Guinness

By Kevin Rosmanitz

They say that if you write your name in the head of a pint of Guinness, if it’s poured right, you’ll still be able to read it at the bottom of the glass when finished. Well, I just tried it nine times and I’m here to report that that story is bullshit.

However, this fable shouldn’t come as a surprise as there is more legend surrounding what the Irish–God bless ’em for inventing the stuff–call Guinness, then perhaps for any other beverage.

For those that have never enjoyed a glass of ‘The Brown’, expect a very smooth, slightly coppery or nutty taste. It won’t be like any other beer, stout or otherwise, that you’ve sampled.

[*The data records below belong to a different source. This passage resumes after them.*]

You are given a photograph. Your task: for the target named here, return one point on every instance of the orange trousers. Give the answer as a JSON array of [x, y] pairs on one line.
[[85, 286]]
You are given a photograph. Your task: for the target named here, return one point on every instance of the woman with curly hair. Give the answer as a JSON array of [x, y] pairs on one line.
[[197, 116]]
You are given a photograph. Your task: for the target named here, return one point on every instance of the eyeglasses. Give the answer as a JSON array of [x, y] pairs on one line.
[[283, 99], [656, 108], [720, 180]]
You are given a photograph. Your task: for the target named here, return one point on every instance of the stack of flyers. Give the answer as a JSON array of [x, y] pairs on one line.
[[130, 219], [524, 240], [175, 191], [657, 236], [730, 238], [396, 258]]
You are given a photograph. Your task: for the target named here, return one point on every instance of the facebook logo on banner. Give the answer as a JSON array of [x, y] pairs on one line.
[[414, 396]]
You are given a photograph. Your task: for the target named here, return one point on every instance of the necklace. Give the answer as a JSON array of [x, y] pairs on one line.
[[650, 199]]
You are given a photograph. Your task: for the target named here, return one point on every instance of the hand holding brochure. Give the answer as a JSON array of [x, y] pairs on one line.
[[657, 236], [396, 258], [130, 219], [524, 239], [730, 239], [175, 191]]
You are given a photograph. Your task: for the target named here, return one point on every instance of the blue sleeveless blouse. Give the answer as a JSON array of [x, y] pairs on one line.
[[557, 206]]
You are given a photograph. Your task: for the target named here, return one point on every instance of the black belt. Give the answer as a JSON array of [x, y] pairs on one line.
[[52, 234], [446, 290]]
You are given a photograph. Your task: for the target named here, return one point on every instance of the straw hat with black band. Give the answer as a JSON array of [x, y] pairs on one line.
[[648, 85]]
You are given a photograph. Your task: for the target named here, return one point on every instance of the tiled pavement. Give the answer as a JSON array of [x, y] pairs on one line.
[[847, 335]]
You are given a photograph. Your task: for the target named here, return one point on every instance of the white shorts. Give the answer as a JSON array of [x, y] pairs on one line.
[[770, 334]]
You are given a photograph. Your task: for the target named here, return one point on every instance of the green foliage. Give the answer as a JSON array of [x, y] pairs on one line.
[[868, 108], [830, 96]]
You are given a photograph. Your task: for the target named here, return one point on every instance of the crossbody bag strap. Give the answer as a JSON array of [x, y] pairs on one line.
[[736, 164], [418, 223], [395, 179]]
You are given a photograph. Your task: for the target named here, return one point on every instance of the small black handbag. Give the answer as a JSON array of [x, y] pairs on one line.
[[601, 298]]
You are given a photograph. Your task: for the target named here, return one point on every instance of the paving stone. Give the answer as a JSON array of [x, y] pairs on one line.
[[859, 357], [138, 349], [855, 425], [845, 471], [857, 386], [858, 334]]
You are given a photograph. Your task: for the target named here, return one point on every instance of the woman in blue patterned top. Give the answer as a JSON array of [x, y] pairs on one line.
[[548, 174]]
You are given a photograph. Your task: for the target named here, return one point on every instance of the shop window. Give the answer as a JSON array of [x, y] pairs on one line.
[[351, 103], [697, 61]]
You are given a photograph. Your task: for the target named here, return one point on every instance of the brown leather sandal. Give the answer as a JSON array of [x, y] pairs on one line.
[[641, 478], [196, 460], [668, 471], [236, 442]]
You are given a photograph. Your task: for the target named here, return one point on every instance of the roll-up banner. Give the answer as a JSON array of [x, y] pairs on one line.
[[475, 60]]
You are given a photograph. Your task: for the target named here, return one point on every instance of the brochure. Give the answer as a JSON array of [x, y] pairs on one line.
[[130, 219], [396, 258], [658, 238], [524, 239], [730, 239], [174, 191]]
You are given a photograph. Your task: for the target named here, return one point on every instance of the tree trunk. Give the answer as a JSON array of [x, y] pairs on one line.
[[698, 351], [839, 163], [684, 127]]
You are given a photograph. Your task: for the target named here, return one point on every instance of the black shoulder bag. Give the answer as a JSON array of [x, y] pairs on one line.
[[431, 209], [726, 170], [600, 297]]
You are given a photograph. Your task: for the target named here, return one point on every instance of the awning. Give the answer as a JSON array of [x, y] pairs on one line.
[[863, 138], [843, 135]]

If the first one doesn’t have you hooked because you’ve grown up on lager, keep in mind that a bird never flies on one wing, and when two-thirds finished, order another right away.

It will take the bartender a little longer to pour your pint than for a lesser beer as, halfway through the pour, he will stop to let the thick stuff settle a bit before continuing. This wait should be of no concern as most anything in the world that is decent is well worth the extra time–just ask your girlfriend.

Best place to enjoy Guinness? Pick any Irish pub and you’re in good hands. The Ship and our own Den serve it as well, although the Den won’t put a Soccer game on for you like the Ship will.